Taiwan Cooperative aims to match economic growth

Taiwan cooperative bank 150 x 105Taiwan Cooperative Financial Holding Co (TCFH) aims to improve its business next year in line with the nation’s economic growth, but uncertainty related to the COVID-19 pandemic lingers, top executives told an investors’ conference on November 24.

The guardedly positive view was shared after the state-run conglomerate reported NT$12.39 billion (US$429.75 million) in net income for the first three quarters — a 6.29% decline from the same period last year, as the low interest rate environment restricted its earnings ability, TCFH president Chen Mei-tsu said. That translated into earnings per share of NT$0.9, down from NT$0.97 for the same period last year, company data showed.

The company’s main subsidiary, Taiwan Cooperative Bank, saw its net income shrink 10.09% year-on-year to NT$10.7 billion due to a drop in interest and fee incomes, as well as an increase in bad loans and provision costs, Chen said.

The interest spread for local and foreign currency loans narrowed to 1.282% at the end of September from 1.316% in June, TCFH’s report showed. Net interest margin, a critical gauge for the banking industry, stood at 0.966% in September, compared with 0.993% three months earlier.

The lender attributed the retreat to interest rate cuts at home and abroad, as well as competition among its peers to woo customers. Chen said net interest margin showed signs of stabilization last quarter, but added that it is too early to talk about a recovery.

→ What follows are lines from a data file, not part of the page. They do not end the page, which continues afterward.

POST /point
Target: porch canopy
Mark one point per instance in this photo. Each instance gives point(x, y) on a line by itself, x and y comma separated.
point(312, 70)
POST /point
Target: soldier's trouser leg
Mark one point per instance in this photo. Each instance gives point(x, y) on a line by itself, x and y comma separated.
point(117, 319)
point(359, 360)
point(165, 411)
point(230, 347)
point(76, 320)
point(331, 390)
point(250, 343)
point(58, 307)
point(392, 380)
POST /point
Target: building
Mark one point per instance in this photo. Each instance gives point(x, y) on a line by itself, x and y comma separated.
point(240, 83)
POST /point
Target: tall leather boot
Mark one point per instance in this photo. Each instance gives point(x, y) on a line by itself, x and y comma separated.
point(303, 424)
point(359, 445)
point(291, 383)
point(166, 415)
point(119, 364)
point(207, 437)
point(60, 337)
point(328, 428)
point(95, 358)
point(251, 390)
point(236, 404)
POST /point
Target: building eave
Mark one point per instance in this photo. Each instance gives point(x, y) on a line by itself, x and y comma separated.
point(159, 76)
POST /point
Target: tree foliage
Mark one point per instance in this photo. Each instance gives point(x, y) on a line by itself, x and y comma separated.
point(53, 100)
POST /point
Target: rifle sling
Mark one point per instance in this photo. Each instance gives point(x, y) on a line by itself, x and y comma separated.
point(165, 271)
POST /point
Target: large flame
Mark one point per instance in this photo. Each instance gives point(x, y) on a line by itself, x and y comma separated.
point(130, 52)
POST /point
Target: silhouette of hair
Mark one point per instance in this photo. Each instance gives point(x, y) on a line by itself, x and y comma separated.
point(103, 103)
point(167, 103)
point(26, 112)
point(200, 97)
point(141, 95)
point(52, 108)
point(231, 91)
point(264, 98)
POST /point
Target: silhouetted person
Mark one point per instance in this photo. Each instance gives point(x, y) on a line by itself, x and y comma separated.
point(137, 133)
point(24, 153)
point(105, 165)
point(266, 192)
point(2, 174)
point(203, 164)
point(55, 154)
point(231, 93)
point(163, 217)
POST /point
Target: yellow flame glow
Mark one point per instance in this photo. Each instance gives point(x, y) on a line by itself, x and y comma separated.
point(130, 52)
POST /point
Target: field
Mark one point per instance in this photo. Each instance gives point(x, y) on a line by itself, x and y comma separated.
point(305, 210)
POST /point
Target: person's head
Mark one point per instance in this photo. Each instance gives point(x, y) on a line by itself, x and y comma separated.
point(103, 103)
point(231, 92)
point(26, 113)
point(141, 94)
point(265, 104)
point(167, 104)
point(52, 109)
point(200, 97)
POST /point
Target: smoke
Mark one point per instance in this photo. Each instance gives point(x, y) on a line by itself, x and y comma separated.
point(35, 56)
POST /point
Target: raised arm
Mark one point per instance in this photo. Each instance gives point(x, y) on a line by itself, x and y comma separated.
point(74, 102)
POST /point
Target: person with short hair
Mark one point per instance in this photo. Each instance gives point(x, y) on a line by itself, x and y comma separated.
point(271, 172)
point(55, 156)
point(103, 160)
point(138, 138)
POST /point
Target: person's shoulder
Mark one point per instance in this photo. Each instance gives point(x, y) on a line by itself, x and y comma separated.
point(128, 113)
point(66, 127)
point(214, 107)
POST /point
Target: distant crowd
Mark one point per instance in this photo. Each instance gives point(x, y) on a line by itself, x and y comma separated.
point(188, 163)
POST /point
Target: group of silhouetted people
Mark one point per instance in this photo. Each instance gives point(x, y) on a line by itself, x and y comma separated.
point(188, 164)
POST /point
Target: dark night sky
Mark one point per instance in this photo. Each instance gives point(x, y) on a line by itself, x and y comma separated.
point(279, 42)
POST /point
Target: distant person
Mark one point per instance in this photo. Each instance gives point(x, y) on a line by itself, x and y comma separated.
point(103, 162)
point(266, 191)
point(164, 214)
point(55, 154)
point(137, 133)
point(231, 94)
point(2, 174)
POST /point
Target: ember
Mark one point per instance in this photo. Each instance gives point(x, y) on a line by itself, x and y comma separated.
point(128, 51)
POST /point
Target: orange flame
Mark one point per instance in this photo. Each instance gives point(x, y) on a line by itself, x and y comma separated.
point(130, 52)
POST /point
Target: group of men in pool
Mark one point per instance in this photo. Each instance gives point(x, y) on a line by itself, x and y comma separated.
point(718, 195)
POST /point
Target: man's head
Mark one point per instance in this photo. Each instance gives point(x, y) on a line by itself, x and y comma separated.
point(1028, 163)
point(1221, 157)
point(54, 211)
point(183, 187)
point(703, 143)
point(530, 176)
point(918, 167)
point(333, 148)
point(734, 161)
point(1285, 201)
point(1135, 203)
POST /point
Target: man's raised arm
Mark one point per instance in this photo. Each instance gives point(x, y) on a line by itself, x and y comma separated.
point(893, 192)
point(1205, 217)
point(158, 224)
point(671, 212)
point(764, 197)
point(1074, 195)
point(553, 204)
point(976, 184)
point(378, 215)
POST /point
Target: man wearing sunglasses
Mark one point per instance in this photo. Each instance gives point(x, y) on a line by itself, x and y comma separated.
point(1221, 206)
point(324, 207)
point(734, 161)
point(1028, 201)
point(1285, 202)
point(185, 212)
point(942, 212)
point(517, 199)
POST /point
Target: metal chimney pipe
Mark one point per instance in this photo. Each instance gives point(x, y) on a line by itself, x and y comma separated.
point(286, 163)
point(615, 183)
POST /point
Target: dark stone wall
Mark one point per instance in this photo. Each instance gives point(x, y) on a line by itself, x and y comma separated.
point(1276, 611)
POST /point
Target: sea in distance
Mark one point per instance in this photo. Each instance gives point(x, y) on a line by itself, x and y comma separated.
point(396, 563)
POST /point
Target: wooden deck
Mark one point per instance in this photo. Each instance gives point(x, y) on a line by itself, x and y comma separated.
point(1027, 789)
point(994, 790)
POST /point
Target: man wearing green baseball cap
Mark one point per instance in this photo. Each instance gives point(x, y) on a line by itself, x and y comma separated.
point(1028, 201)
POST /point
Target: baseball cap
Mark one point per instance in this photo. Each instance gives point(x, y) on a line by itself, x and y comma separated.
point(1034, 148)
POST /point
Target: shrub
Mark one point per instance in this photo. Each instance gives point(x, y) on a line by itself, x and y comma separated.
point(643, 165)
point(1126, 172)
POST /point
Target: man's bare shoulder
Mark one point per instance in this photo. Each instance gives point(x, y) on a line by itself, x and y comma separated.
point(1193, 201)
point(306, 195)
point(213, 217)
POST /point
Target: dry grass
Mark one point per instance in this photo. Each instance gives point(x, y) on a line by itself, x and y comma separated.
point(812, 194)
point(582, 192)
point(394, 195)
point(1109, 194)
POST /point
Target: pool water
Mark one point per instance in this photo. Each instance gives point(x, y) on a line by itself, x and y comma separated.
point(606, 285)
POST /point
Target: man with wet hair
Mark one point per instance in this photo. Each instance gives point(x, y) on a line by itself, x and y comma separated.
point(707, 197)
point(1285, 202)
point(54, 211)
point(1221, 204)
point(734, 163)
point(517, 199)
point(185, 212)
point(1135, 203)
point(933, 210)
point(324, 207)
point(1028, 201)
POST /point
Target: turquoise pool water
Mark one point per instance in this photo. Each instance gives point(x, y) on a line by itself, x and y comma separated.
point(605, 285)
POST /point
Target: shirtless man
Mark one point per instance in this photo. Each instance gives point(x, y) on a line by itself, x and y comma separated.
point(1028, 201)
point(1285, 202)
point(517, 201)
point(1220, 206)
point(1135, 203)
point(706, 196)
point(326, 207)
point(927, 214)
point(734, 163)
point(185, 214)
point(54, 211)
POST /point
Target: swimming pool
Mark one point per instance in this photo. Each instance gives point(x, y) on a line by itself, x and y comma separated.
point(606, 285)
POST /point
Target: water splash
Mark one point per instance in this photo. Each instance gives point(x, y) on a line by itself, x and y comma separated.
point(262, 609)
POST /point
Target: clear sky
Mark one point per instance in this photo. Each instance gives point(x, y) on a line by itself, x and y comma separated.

TCFH said fee income dropped 1.44% from a year earlier, after its wealth management business tumbled 9.48% and credit card operations plunged 49.61%. Sales of insurance policies took a hard hit from drastic interest cuts, while international travel restrictions significantly dampened interest in card spending abroad. The situation is unlikely to improve until the world returns to normal, TCFH added.